En las relaciones personales, donde como mínimo hay dos partes, emisor y receptor, que constantemente intercambian los papeles, lo que decimos o hacemos o el contenido tiene gran influencia, pero coincidirá el lector conmigo que las formas usadas por ambos es lo que más suele determinar la reacción del interlocutor para bien o para mal.
Así que las formas, es decir, el volumen y el tono de la voz, los gestos de la cara que se acompañan, justo a los gestos, la mirada, el momento elegido y poco más son los elementos constituyentes de las formas, es decir lo que se ve y lo que se oye.

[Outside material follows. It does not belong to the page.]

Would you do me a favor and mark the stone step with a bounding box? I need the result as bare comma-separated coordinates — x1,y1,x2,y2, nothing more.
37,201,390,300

Las relaciones se deterioran, alteran, los conflictos se crean la mayor parte de las veces dependiendo de las formas usadas.
Estas están muy condicionadas por el estado anímico del que las utiliza y por su impulsividad y por ello, si estamos enfadados o molestos por algo, lo esperable, si no tenemos un cierto auto control, es que no usemos las formas adecuadas al fin que perseguimos.
Ese fin queda desdibujado o no se tiene muy presente al actuar y además las ideas y recuerdos que tengamos actúan como si fuesen duendes y por ello lo que y cómo lo decimos queda muy a merced del sentimiento que en ese momento nos invade.
Los sentimientos una vez más suelen ser el motor de nuestras acciones y determinan el tipo de maneras y formas que utilicemos.
Aunque llevemos razón, si las formas nos traicionan, podemos dar al traste con nuestras relaciones.
Hablar con serenidad, sin levantar la voz y cuidando el tono, más bien despacio y sin muchos aspavientos ni gestos provocadores consigue lo que pierde omitir las buenas formas o maneras.
Cuidar el continente o la fachada es tan necesario como cuidar el contenido.